We primarily store and process your data in the UK or the European Economic Area (EEA). However, some of our service providers may be located in other countries with different data protection laws. We ensure appropriate safeguards (e.g., standard contractual clauses) are in place for such transfers to protect your data in compliance with applicable standards.

The Service is aimed at users aged 16 and above, or those with parental/guardian oversight  as per DPA, EU and UK GDPR. Where a child is below the relevant age, the parent or guardian’s consent will be required. If we learn that personal data of a child has been processed without the proper consent, we will take steps to delete it.

We may revise this notice from time to time to reflect changes in our data practices or legal requirements. Any significant updates will be communicated via the Service or other appropriate means.
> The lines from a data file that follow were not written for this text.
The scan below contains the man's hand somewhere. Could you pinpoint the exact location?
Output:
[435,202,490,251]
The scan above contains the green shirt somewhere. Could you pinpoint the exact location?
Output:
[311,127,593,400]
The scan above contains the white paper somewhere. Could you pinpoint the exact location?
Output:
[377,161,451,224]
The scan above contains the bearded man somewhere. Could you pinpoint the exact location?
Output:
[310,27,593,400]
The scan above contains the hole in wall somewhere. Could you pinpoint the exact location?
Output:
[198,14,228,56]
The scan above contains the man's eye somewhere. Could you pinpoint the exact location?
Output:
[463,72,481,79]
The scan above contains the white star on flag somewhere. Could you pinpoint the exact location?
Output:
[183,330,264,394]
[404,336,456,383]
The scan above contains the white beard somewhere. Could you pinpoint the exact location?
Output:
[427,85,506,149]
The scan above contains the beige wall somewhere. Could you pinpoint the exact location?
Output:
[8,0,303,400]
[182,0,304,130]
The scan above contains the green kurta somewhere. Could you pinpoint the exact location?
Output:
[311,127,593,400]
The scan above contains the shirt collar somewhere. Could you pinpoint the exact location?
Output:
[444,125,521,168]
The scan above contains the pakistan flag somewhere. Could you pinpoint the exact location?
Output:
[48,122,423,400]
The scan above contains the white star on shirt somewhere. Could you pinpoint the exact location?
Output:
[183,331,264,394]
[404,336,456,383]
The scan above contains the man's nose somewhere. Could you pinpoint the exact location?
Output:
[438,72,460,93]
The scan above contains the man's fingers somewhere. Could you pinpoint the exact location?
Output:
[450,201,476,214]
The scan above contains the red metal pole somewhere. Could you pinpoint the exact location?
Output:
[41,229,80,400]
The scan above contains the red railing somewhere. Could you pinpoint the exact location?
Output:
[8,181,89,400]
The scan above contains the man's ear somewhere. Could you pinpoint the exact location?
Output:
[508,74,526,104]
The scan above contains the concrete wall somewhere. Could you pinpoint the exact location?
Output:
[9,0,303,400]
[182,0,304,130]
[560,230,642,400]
Your continued use of the Service following such updates indicates acceptance of the revised notice.

If you have any questions about this notice or your personal data, please contact us at:

BeneTalk Ltd

‍

Email: speak@superpenguin.com

‍

Registered office: Flat 7 Foxgrove House, Foxgrove Road, Beckenham, Kent, England, BR3 5AR

‍

‍

By using the Service, you acknowledge that you have read, understood, and accepted the practices described in this Privacy Notice.